Conventional thinking has us believe that products are conceived, developed, and made by the product brand owner’s engineering teams. Yet increasingly, final manufactured products are designed and built by a diverse distributed network of individuals and teams—the Product Stakeholder Network. It is estimated that most industrial and consumer products contain procured-in content ranging from 40% to 70%.[1] This means that the engineer who designs the final product must design-in other companies’ components, parts, and sub-modules. They must research, evaluate, and select the products that meet the design specification then bring in, or recreate, referenceable geometry and metadata so that the complete design can be engineered and documented for downstream processes like quality inspection, procurement, and manufacturing.

Interactions between people using tools, processes, and IT systems commences early during product development starting with requirements gathering and continuing throughout the product design, development, procurement, manufacture, and maintenance phases. Increasingly, people use tools from their private lives like text, chat, and email to make critical business decisions across a disparate Product Stakeholder Network. But these person-to-person (P2P) collaboration tools are incongruous with enterprise governance that demands strict, documented, processed, and baked-in rules. This informal P2P collaboration risks breaching formal process guidelines by capturing what was decided, but not why or how. The failure to create and preserve a master data record of this information can lead to an inability to trace history, and risks mistakes being repeated again and again.

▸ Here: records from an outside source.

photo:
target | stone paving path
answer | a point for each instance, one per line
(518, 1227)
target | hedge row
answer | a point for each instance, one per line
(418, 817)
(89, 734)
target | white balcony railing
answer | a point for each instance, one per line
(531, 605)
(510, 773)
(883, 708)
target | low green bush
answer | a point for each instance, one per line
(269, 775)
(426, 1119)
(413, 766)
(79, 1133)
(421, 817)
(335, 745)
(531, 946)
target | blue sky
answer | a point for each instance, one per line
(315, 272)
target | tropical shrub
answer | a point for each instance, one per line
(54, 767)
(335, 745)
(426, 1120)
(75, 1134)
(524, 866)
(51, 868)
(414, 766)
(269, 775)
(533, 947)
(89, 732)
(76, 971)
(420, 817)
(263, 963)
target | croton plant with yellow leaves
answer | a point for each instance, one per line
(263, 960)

Once a product is designed and approved for release to manufacture as an MBOM, procurement derive a Procurement BOM which includes all components and parts to be bought-in, and then start the procurement process. Procurement’s challenge is they are usually under tight time constraints because they get purchasing requests from many places, including engineering design, maintenance, R&D, project teams, operations, and knowledge workers using IT systems such as ERP. Procurement might be asked to buy different components with very similar or identical specifications; for instance, 100 5 mm screws from source A and 10 5 mm screws from source B. Merely buying components specified by engineering becomes inefficient and expensive, and creates a cost burden downstream in field maintenance by inflating inventory with unique product specifications. To mitigate this, procurement negotiates with engineering about their choices and seeks to converge on fewer suppliers and models of procured-in content. This takes time which, by the time purchasing gets involved, is no longer available.

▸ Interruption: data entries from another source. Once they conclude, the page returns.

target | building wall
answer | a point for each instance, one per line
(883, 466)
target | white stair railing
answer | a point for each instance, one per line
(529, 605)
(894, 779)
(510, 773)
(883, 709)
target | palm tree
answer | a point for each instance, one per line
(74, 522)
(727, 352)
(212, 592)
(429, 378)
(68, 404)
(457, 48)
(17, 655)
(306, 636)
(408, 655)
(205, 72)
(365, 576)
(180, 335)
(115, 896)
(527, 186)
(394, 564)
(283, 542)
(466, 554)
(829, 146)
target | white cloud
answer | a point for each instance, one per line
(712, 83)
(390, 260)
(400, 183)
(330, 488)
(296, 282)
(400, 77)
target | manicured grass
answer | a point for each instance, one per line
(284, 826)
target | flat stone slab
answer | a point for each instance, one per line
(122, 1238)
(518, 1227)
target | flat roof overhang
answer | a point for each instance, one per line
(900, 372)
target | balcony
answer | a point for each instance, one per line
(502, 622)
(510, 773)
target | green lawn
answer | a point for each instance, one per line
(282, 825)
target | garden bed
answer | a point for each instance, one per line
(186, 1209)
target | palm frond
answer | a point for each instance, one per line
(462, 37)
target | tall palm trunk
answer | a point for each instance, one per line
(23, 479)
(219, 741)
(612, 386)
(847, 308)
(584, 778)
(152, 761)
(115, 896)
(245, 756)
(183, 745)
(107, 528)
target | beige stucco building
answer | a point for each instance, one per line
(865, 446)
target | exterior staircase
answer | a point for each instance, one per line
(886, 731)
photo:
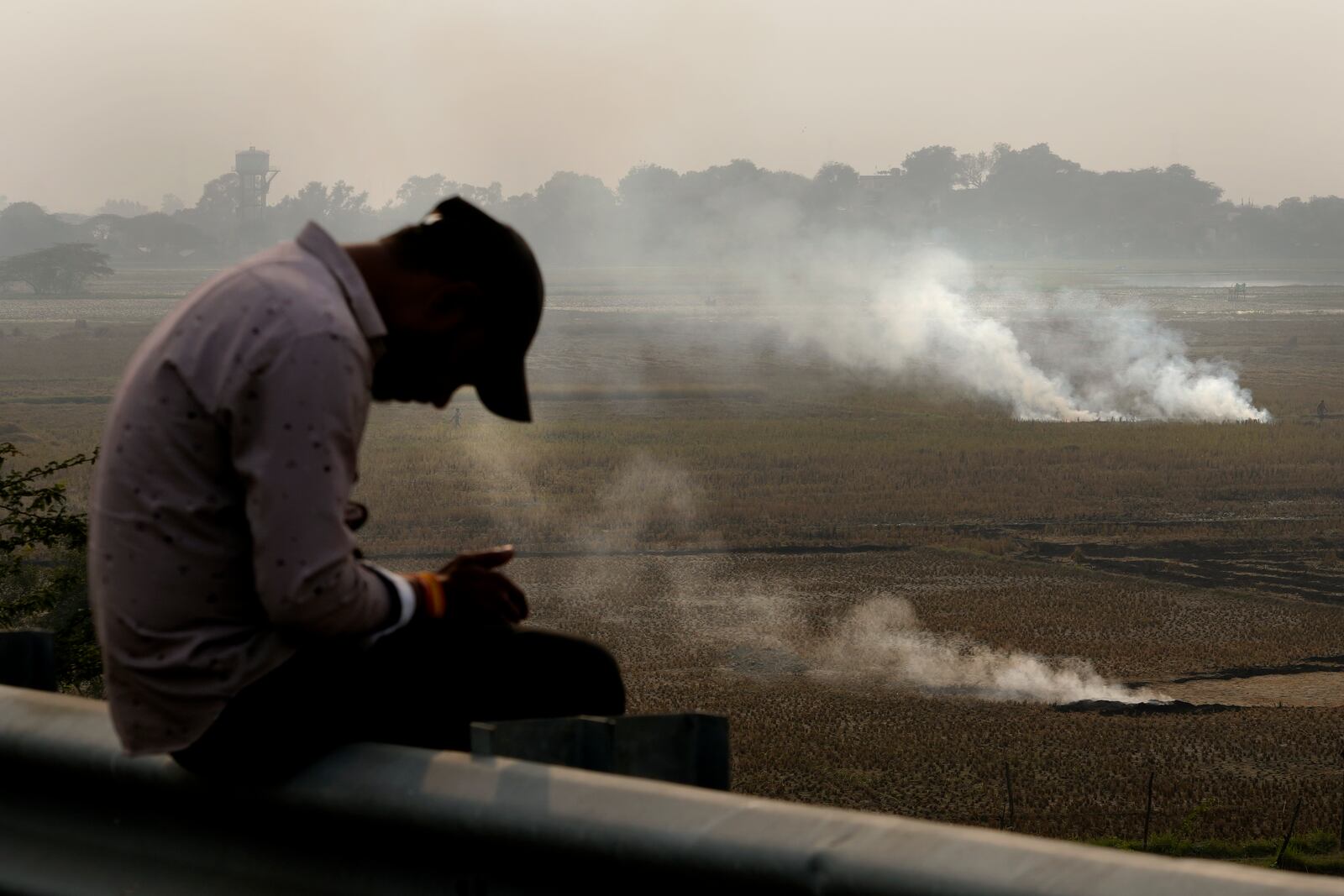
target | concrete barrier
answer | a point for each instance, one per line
(78, 817)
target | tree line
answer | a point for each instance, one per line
(1001, 203)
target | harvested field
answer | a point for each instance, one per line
(723, 512)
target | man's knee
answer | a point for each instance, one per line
(589, 671)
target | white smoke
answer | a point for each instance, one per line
(882, 641)
(1093, 362)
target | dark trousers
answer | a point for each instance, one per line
(421, 685)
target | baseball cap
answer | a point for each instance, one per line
(499, 259)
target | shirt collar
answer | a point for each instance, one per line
(318, 242)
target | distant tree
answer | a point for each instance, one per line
(423, 192)
(339, 208)
(123, 207)
(217, 210)
(418, 195)
(932, 170)
(35, 516)
(60, 269)
(833, 187)
(974, 168)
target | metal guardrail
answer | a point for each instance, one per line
(78, 817)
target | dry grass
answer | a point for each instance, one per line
(648, 438)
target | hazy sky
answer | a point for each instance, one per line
(143, 97)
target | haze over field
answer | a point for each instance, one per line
(151, 97)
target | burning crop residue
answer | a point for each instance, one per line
(882, 641)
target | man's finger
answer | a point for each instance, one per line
(487, 559)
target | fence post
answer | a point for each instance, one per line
(1148, 810)
(1288, 835)
(29, 660)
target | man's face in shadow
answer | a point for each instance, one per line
(440, 340)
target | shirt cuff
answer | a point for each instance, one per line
(398, 586)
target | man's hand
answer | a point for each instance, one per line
(476, 593)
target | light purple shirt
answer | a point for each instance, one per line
(217, 537)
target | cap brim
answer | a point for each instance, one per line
(504, 392)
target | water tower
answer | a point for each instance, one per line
(255, 176)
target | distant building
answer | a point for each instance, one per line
(873, 187)
(255, 175)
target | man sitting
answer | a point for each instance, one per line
(239, 631)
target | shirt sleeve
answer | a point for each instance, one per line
(296, 430)
(402, 600)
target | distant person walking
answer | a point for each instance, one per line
(239, 631)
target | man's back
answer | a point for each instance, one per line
(199, 578)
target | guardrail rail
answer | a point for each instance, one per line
(80, 817)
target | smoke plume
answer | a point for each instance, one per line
(1073, 359)
(882, 641)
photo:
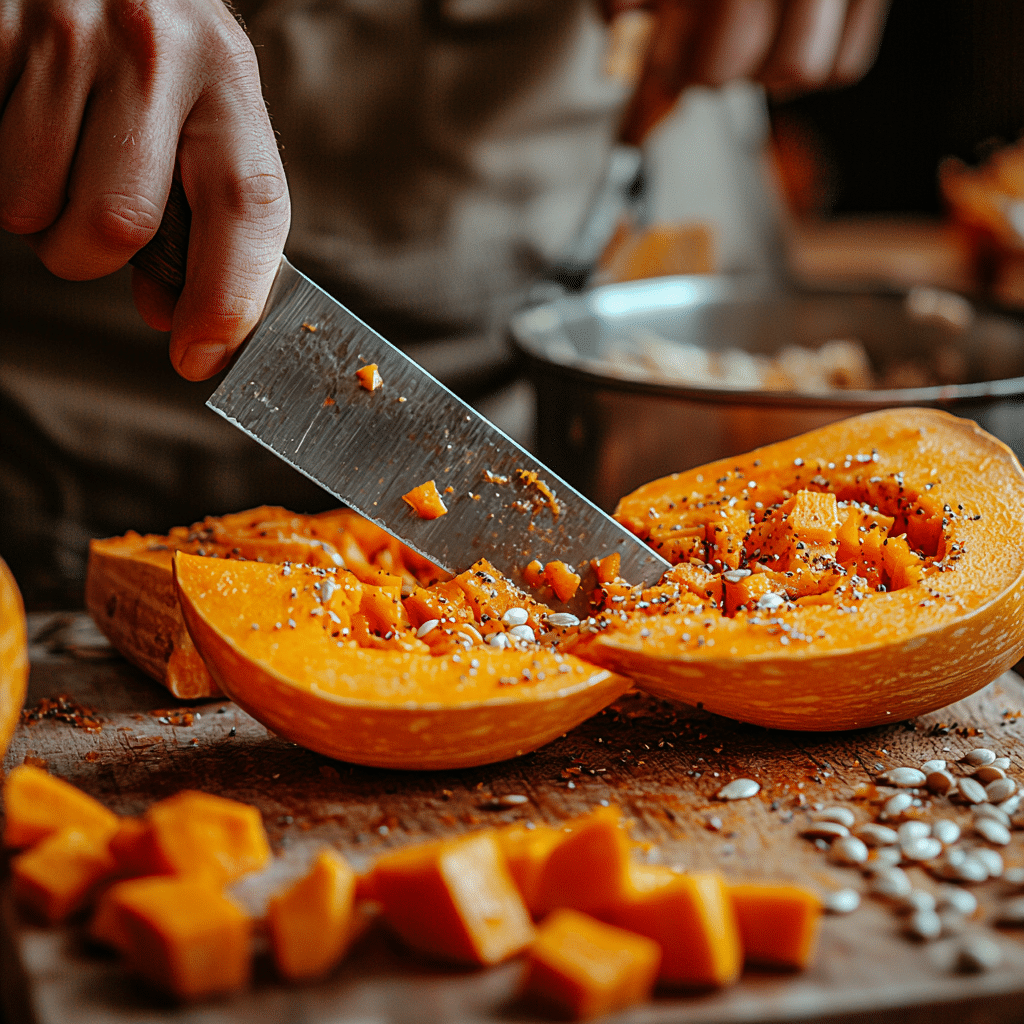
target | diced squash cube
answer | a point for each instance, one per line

Upchain’s Value Proposition

An engineer in a leading Hi-Tech manufacturing company in the Bay Area, CA said: “90% of design is shopping.” He meant that much of his time is spent exploring standard components and sub-modules to incorporate into new designs. He must consider performance specs, price, availability, and physical dimensions before asking procurement to purchase. But many of the people in the Product Stakeholder Network are not engineers and don’t use CAD systems. Procurement for example. So, when procurement asks engineering to change the brand of a pneumatic cylinder or change the cylinder stroke to be 10 mm longer to allow a volume purchase, engineering needs to go back and validate that the change will work. This causes delay and possibly errors, neither of which are tolerable at this late stage in the process. By this point, shipping timelines, marketing deliverables, and launch dates are set; orders are pending; and downstream customers have dependencies set around receiving the product on time. Sometimes, procurement must override engineering’s choice if they believe their substitution matches the defined spec. Engineering may never find out about the change until later, if they find out at all.

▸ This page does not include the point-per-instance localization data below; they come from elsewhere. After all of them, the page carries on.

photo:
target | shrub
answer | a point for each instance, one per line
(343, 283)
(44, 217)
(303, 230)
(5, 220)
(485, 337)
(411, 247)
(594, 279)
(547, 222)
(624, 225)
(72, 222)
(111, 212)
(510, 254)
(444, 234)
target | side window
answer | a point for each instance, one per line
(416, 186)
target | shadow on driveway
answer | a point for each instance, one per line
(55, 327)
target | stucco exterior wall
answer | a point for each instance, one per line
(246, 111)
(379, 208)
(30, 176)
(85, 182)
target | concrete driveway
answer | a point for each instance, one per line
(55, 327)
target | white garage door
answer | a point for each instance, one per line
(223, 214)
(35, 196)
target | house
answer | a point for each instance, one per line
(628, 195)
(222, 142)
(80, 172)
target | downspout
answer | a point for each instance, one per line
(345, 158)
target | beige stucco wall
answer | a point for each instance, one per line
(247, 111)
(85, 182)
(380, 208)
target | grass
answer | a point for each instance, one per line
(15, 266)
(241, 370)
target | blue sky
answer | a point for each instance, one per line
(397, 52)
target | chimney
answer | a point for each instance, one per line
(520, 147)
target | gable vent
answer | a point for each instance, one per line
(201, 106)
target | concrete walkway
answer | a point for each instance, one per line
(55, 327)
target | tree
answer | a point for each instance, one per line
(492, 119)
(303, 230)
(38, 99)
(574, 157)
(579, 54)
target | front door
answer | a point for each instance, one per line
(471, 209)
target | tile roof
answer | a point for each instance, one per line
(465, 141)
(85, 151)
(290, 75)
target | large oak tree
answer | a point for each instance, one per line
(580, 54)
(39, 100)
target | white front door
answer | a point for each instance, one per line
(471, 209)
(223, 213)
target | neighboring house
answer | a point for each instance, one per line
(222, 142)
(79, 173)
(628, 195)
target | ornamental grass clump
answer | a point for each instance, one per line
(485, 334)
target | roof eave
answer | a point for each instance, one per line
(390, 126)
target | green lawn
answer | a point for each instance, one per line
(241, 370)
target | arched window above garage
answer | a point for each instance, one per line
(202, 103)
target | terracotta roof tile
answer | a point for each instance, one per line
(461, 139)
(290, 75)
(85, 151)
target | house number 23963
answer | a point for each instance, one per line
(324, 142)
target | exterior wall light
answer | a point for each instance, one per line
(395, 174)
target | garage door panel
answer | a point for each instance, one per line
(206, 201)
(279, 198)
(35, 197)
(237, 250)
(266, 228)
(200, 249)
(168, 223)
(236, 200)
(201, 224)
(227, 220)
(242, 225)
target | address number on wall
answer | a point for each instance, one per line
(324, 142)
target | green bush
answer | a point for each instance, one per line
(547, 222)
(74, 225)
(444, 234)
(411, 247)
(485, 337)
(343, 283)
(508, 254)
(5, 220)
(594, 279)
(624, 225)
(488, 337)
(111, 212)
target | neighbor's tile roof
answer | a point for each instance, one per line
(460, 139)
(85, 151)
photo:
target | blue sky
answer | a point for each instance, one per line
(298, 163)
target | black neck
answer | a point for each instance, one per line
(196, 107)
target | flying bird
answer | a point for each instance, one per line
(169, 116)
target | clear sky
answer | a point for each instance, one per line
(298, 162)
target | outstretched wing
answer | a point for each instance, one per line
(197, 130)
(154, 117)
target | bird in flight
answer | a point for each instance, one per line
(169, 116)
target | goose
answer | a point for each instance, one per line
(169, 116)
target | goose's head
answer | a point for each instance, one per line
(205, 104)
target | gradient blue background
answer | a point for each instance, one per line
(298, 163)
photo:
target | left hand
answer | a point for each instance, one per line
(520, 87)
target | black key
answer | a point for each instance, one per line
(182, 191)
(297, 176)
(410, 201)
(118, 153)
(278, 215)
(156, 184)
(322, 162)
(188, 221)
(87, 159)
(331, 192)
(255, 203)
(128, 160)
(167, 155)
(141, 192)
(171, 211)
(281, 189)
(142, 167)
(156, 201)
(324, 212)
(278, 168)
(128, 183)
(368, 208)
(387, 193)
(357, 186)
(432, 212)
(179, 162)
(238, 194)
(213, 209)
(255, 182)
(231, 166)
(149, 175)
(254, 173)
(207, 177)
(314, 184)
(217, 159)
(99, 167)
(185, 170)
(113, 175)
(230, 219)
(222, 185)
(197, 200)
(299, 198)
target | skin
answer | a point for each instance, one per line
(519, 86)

The traditional enterprise systems that manage these end-to-end data and process workflows like ERP, PLM, and Supply Chain Management (SCM) each have their core functionality rooted in separate domains such as enterprise resource planning, engineering product management, and catalogue component procurement. Data flows between these domains through API integrations and is mapped between each system, yet people working on product information need a seamless solution which transcends these boundaries. Upchain is designed to support this workflow for people—independent to their role, experience, and department.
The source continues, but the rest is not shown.